L’ISF climatique devient alors un vrai clivage politique entre les libéraux et les candidats de gauche. Mais la victoire d’Emmanuel Macron le 25 avril 2022 semble clore le débat.
Les alliés d’Emmanuel Macron la remettent sur la table
Mais c’est sans compter sur les propres alliés du président de la République. En mai 2023, un rapport commandé par Emmanuel Macron lui-même à Jean Pisani-Ferry, artisan de son programme économique en 2017, et Selma Mahfouz, inspectrice générale des finances, préconise « un impôt exceptionnel et temporaire » de 5 milliards d’euros par an qui viserait le patrimoine financier des 10 % des Français les plus riches.
La réaction du président de la République est claire. Il enjoint ses ministres d’éviter le « piège à la con du débat sur la fiscalité des plus riches », selon ses mots rapportés par Le Figaro. Mais le rapport inspire un député du MoDem, Jean-Paul Mattéi, qui à la veille de la présentation du projet de loi de finances pour l’année 2024 co-signe avec le député communiste Nicolas Sansu un rapport parlementaire sur la question. La proposition devient même un projet de loi, mais encore une fois, le camp macroniste a le dernier mot. C’est non.
Une carrière à l’international ?
Si en France, l’ISF climatique n’a pas réussi à prendre une forme concrète, l’idée n’est pas perdue pour autant. Aucun pays n’a pour l’instant adopté une telle mesure, mais ce n’est peut-être qu’une question de temps.
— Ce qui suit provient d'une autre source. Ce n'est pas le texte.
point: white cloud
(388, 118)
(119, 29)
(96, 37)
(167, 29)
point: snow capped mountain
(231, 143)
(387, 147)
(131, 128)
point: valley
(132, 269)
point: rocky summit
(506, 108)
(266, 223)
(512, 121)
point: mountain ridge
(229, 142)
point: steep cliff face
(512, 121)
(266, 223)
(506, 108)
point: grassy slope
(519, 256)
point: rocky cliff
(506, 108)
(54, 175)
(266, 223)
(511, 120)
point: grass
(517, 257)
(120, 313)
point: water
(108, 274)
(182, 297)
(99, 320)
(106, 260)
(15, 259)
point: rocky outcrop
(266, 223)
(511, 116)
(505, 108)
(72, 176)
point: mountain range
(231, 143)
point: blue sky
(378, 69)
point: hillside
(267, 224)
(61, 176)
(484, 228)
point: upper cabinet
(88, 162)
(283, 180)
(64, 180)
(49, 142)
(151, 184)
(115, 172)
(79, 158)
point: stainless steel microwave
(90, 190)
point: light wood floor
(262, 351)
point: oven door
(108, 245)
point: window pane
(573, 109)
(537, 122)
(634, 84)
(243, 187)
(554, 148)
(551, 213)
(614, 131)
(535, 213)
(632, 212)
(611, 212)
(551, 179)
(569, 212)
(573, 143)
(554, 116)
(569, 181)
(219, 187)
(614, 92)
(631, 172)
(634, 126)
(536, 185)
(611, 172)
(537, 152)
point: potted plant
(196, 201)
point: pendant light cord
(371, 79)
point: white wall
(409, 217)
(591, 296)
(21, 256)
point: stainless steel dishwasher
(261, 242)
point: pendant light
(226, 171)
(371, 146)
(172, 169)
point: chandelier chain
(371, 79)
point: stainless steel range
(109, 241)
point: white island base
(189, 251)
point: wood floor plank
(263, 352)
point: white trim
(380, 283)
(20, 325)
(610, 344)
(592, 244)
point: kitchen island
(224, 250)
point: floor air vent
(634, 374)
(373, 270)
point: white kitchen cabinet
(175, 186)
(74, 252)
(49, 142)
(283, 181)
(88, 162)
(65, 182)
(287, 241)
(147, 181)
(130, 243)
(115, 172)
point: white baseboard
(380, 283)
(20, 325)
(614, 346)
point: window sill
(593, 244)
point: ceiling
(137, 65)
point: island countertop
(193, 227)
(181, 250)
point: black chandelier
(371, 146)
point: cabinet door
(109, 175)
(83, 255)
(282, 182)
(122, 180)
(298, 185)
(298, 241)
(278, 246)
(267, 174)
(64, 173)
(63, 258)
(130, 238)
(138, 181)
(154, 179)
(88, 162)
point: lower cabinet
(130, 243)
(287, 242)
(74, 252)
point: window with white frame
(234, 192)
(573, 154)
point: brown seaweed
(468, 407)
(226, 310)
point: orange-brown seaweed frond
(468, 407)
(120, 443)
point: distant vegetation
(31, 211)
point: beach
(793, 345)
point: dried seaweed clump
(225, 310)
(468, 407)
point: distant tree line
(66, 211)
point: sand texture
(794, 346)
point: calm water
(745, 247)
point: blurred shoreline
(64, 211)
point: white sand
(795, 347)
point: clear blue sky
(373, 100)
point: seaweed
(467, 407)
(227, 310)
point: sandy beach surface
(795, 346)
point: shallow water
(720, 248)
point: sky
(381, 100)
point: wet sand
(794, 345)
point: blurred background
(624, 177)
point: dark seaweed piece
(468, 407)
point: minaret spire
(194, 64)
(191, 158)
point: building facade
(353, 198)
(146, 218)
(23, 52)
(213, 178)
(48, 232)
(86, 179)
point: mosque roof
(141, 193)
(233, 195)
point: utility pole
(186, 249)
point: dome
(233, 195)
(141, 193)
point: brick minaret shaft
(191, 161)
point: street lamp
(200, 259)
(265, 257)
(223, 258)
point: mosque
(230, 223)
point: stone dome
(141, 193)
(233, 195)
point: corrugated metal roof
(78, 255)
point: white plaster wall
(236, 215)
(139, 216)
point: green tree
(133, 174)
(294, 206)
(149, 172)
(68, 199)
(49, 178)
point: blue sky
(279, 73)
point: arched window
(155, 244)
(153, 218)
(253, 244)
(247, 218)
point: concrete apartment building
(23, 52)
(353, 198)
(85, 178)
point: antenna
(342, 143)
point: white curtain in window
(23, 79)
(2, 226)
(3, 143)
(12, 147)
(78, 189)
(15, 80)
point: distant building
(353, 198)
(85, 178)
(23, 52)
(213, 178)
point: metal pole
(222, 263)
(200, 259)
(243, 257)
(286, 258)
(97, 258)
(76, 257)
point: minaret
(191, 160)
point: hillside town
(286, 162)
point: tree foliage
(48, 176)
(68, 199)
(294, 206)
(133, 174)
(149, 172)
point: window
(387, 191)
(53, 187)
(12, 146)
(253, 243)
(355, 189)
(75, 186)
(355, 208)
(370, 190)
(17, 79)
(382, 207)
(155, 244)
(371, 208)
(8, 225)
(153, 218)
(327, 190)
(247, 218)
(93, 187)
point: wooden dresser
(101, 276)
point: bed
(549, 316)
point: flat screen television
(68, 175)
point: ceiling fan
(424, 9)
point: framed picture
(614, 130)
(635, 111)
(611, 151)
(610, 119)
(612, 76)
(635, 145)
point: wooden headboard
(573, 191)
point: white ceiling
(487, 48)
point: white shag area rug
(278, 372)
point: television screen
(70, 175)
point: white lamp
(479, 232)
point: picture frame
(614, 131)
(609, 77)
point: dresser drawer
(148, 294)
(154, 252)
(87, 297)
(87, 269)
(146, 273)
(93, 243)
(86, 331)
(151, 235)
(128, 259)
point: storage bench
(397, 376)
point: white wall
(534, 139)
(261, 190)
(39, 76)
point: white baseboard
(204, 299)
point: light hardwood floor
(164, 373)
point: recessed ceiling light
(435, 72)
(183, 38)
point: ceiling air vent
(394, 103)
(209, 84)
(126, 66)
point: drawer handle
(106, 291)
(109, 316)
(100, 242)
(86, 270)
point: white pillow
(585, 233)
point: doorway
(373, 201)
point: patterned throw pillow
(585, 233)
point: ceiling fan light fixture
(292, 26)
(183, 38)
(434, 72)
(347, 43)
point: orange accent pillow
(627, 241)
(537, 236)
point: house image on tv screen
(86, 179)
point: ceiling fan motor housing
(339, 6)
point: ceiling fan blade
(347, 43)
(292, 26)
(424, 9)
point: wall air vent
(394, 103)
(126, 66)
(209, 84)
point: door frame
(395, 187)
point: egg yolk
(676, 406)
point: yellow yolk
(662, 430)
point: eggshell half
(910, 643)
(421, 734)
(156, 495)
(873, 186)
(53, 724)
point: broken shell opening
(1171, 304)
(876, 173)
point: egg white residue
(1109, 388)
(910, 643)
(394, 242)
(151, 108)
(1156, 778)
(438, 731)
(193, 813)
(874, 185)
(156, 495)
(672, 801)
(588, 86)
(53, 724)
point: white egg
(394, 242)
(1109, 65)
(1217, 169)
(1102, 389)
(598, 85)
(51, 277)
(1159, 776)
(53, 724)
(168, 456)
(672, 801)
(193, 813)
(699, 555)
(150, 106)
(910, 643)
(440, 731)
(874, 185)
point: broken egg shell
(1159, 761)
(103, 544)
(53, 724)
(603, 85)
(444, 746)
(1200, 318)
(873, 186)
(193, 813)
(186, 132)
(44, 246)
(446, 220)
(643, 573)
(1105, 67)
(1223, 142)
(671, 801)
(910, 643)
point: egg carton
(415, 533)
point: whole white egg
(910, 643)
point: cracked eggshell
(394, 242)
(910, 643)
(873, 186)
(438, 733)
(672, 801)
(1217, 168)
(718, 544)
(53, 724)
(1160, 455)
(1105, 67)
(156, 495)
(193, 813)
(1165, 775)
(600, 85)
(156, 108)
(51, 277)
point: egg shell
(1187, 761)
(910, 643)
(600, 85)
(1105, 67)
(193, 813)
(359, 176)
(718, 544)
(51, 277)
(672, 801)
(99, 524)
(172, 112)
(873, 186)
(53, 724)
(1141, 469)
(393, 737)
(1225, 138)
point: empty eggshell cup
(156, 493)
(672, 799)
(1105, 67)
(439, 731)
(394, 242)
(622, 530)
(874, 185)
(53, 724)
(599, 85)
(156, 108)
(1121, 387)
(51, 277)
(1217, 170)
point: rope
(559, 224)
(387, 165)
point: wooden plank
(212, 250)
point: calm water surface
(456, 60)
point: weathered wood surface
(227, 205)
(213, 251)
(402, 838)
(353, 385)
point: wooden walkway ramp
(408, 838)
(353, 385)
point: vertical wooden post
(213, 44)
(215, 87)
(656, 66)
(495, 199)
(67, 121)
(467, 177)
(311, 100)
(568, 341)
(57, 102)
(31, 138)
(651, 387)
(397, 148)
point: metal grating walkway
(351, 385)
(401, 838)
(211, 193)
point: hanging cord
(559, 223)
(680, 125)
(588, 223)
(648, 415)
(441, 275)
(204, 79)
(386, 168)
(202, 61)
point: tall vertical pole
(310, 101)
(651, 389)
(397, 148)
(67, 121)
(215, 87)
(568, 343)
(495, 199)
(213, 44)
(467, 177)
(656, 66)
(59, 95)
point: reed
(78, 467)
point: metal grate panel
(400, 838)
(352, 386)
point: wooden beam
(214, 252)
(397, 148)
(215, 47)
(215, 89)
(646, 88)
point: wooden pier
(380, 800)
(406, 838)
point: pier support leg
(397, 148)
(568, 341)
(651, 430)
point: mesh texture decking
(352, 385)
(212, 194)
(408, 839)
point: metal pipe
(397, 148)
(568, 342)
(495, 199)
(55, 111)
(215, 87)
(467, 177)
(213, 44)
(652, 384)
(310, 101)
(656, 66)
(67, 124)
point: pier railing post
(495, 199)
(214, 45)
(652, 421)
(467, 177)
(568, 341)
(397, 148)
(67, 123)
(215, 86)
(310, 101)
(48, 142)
Une équipe d’économistes menés par José Pedro Bastos Neves, chargé du développement durable au ministère des Finances brésilien, et Willi Semmler, directeur de thèse à la New school University de New York, défendent depuis des mois dans les conférences économiques l’idée d’une taxe sur le capital qui ferait la distinction entre les actifs « bruns » et les actifs « verts ».
Quand on regarde leurs références, on s’aperçoit qu’il y a un lien direct avec la France. L’idée d’ISF climatique est nommément citée, de même que les travaux des économistes français qui ont travaillé sur la question comme Thomas Picketty, Gabriel Zucman ou encore Esther Duflo, prix nobel d’économie. Les idées, comme les hommes, ne s’empêchent pas de prendre l’avion.